悪くはないけど、私は6編の中だったら 「ドロップスは神さまの涙」 の方が好きだな。
イジメにあって保健室しか行けなくなってしまった少女。
しかし、イジメされていると確信したくないので意地悪されているだけだと思うようにしてる。
先生はイジメに気が付いてクラスメートに反省文を書かせて少女に渡そうとする。
少女はそう思いたくないのに、先生が精神的に追い詰めてしまう。
少女の気持ちがわかってくれるのは怖い保健の先生。
このような先生と児童生徒の短編集。
学校にいい思い出がない人も沢山いると思う。
この本読んでちょっとでも慰めになったらいい。
Posted by ブクログ
いろいろな先生がいる
いわゆるカッコイイ先生でも、熱血先生でもないけれど
人間らしいというか、
ちょっと癖のある先生たちが登場する。
いそうで、あまりいないような先生たち
何だかストレートに良い先生でないだけ、
人間的に魅力的な気がする
とはいえ、本来は、先生にとっては
教える技術が重要だと思うけれど
その点にういては、ほぼ記述なし。
なので、現実は、もっと複雑で難しいだろうね・・・
Posted by ブクログ
短編集。
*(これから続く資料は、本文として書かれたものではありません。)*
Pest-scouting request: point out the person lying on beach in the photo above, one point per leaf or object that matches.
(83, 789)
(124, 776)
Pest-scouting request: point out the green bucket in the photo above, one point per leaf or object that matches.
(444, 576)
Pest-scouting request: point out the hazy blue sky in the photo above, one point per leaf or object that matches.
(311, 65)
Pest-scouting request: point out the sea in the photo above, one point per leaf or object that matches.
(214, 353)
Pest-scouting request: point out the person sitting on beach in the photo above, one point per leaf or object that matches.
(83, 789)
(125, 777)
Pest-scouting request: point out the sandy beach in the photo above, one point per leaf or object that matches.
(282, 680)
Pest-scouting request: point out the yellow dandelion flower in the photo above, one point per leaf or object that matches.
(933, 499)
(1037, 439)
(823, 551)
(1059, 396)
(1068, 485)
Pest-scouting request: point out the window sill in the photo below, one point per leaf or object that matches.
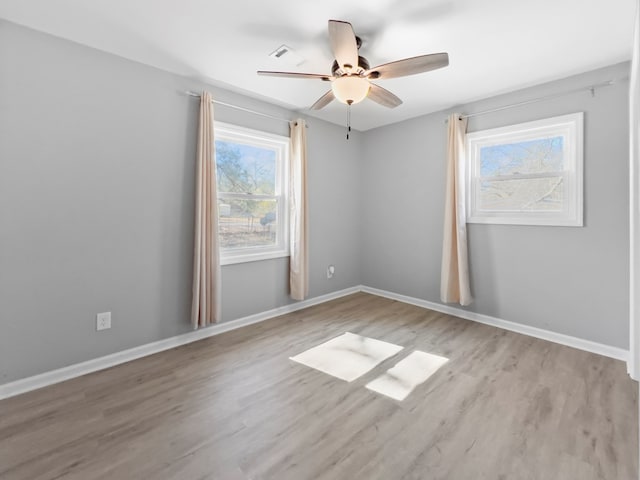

教師として、生徒として。いろんな立場から進む。ハッピーエンドばかりではない。その時々の苦悩や後悔が上手く描写されていると思う。「教師についてたくさん書いた作家だと言われたい」というようなことがあとがきにあった。他の作品も読んでみたい。
Posted by ブクログ
教師と生徒を題材にした短編集。
教師とはいえ人間。完璧ではないし、失敗や後悔もある。
完璧ではなくても生徒の心に寄り添える教師であって欲しかったな、と感じる作品もあった。
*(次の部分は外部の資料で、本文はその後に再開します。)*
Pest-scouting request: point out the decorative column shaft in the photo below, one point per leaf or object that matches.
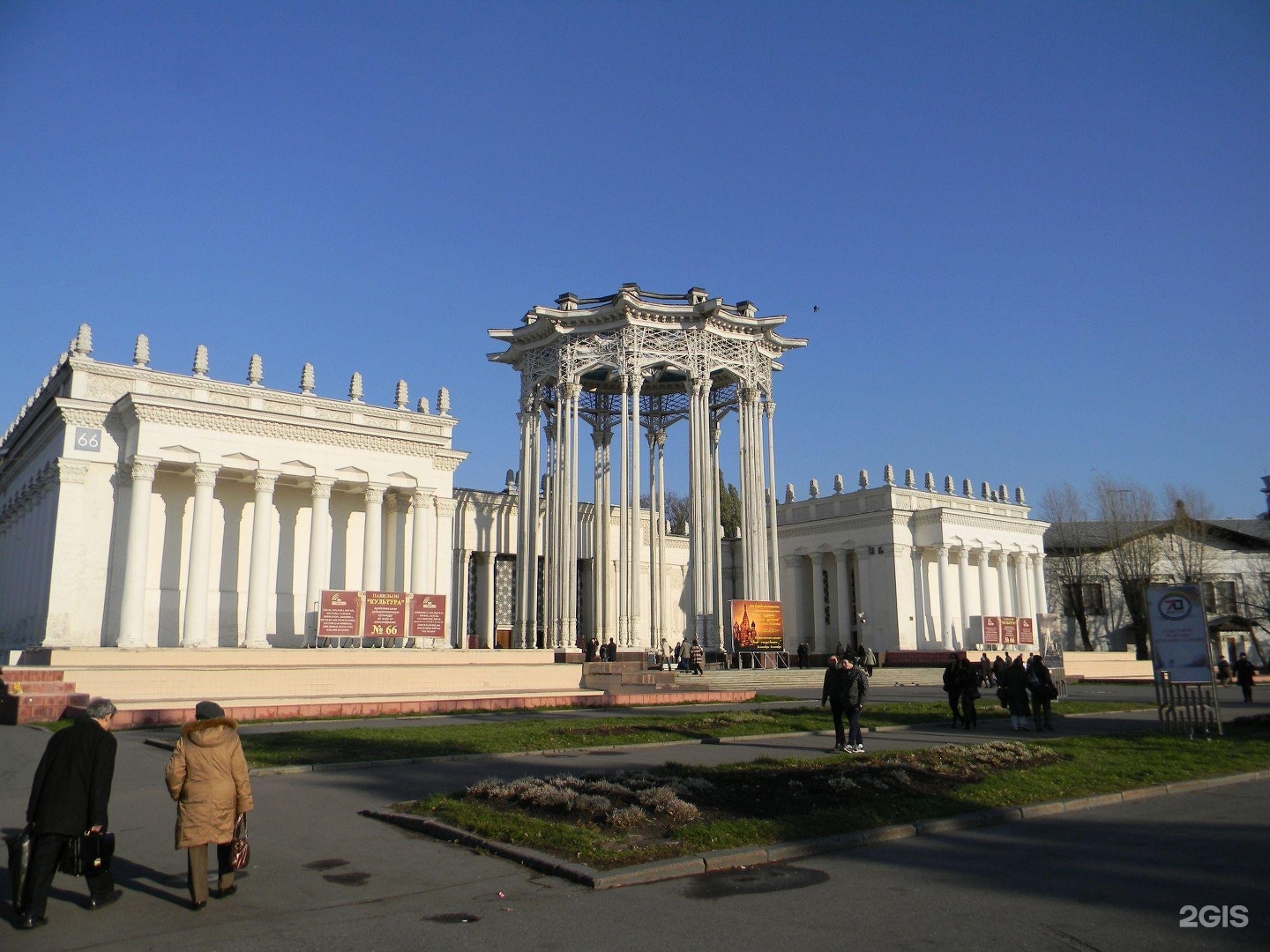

一方で、厳しくても生徒にとってはかけがえのない教師の話はじんときた。
Posted by ブクログ
先生と生徒からなる6つの短編集。
昔は色々な個性豊かな先生がいたなぁ。
よくビンタさせられたりもした。今なら体罰で大問題になってしまうだろう。
でも、それが先生からのメッセージであったのだと今考えれば思う。
現代の先生像ってどんなんだろう。
作者からしたら、あのとき先生が教えてくれたことが、大人になって胸に染み入るってことなんだろうな。
Posted by ブクログ
子供の頃って先生が全てだと思ってきたし、基本的に先生が好きだったから先生っていう立場の人を嫌な風に思ったことはないけど、先生も人間だもんなぁって改めて思った。にんじん は結構衝撃的だったな。学校の先生をしてる友達の話を聞いてると、本当に責任感と強さと優しさを兼ね備えてないと、難しいだろうなぁと思うし、心の底から先生を尊敬する。
Posted by ブクログ
泣くとかはなかったけど。
赤鬼、気をつけ、礼 よかったです。
でも1番心に残ったのはにんじん
にんじんの人の素晴らしさと
私が教師だったら絶対こういうこと
してしまうだろうなって思ってしまったり。
教師だって人間。
面接官だって、お医者さんだって。
Posted by ブクログ
先生だって人間だよなぁ、と今になって分かる。
悩みながら先生をやってるんだな。
よかれと思って対応しても、その事が子供たちに伝わってなかったり、かえって悪くなっていたり、先生も大変だ…。まぁ、分かってはいるけど、親の立場からしたらしっかりやってくれよ、と複雑な面もありますが…。
『泣くな赤鬼』
これは柳楽優弥さん、堤真一さんで映画にもなっていて、そちらも拝見しました。生徒と先生、生徒同士の気持ちがすれ違う。あの時、もう少し言葉を尽くしていれば、とか、あの日あんな言い方をしなければ、もしかして違う未来になっていたかもしれない。ゴルゴは、赤鬼先生に素直にほめて欲しかった、よくやったって、言ってほしかったんだなぁ。